When Morrison said it was all in the original Lee story, Lee added, “that’s how good I was — I didn’t even know I was putting it in there.”
After discussing their favorite early Marvel stories, and agreeing that “Fantastic Four” #51’s “This Man, This Monster” was a classic, the discussion moved toward their influences. When asked what they read to inspire their comic book work, Morrison said, “I just read tons and tons of Stan Lee comics–that’s where all the good ideas come from.”
Lee reflected on his early Marvel writing career, and said, “I wasn’t reading [Morrison’s] stuff then, because he wasn’t even born when I was writing these things.” And when Lee was asked what he read that inspired the philosophy of his Marvel work, Lee said, “I love philosophy.

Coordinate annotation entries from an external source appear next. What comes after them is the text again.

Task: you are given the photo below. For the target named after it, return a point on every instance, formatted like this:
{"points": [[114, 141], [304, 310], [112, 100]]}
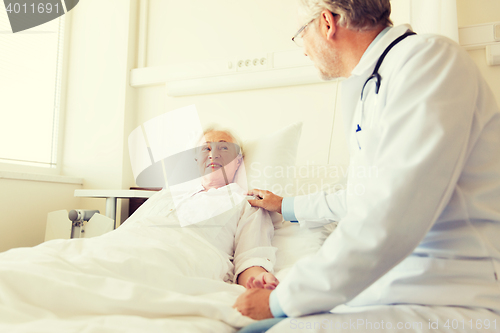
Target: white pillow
{"points": [[267, 159]]}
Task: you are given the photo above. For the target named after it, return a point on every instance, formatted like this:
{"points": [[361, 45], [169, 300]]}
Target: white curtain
{"points": [[428, 16]]}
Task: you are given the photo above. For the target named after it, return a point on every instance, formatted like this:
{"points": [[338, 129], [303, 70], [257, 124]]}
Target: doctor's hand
{"points": [[254, 303], [265, 199], [264, 280]]}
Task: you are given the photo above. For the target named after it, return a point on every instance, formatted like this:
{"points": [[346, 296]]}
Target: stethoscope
{"points": [[376, 76]]}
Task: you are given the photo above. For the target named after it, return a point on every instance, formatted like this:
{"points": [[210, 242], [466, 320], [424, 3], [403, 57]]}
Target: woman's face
{"points": [[217, 152]]}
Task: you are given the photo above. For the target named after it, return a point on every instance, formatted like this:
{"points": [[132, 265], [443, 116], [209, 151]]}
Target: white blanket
{"points": [[76, 285]]}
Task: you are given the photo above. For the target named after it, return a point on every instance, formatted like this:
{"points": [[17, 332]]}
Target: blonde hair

People don’t like to be preached to. And I like to preach, so it had to be done very subtly. The Silver Surfer first and foremost. Thor a little.”
“Maybe that’s why Silver Surfer didn’t sell very well,” said Lee.
The panel ended with a few questions from the audience. One aspiring comic book creator asked how to break into the industry, to which Morrison replied, “Be on welfare for 9 years,” referring to his own experience. Then he added, “keep pestering people. It’s quite difficult. Keep writing up stuff. Taking it to editors. If you’re any good and you’re persistent, you’ve got a good chance, but you just have to buckle down and get the work done.”
Morrison was also asked which Stan Lee creation he’d most like to write. His answer? “Iron Man or the Hulk.” “I don’t think I can write Spider-Man at all,” said Morrison. “He’s too specific.”
One fan asked how to create a character, and Lee replied, “Sometimes you can start with a super power and build a story around it. There are very few superpowers left, actually. I used to think of a title, and I’d write a story around it. I’m working on a movie and the whole story came out of the title I thought of.”
That brief discussion tied into a later question, about what was Lee’s biggest regret.
“There’s one thing I regretted,” said Lee. “Jack Kirby and I were supposed to do a ‘Fantastic Four’ [issue] — and the book was due shortly and I didn’t have any ideas. You can’t do a story without an idea. But I thought of a name: Diablo. By the time I finished saying the word ‘Diablo,’ Jack had already drawn him. We came up with some story, and I don’t remember what it was, but I thought it was terrible. But it was printed and it went out there and it was kind of a cheat, because we didn’t really have a story just the name for the character. That’s my one regret.”
The panel ended with Stan Lee and Grant Morrison being put on the spot by a fan who asked them to create a character together, on stage. After a bit of laughter and tentative discussion, Morrison said, “I think we should get paid for it, don’t you, Stan?” And both of them declared that they’d work together to create a new character for Virgin. A new superhero, created by Lee and Morrison, who would reflect the 21st century.
Lee said, “I’ll do what I usually do: he’ll do all the work and I’ll take all the credit.”
Lee’s beaming smile and combination of humility and self-confidence ended the panel, just as it had begun: with excitement and laughter.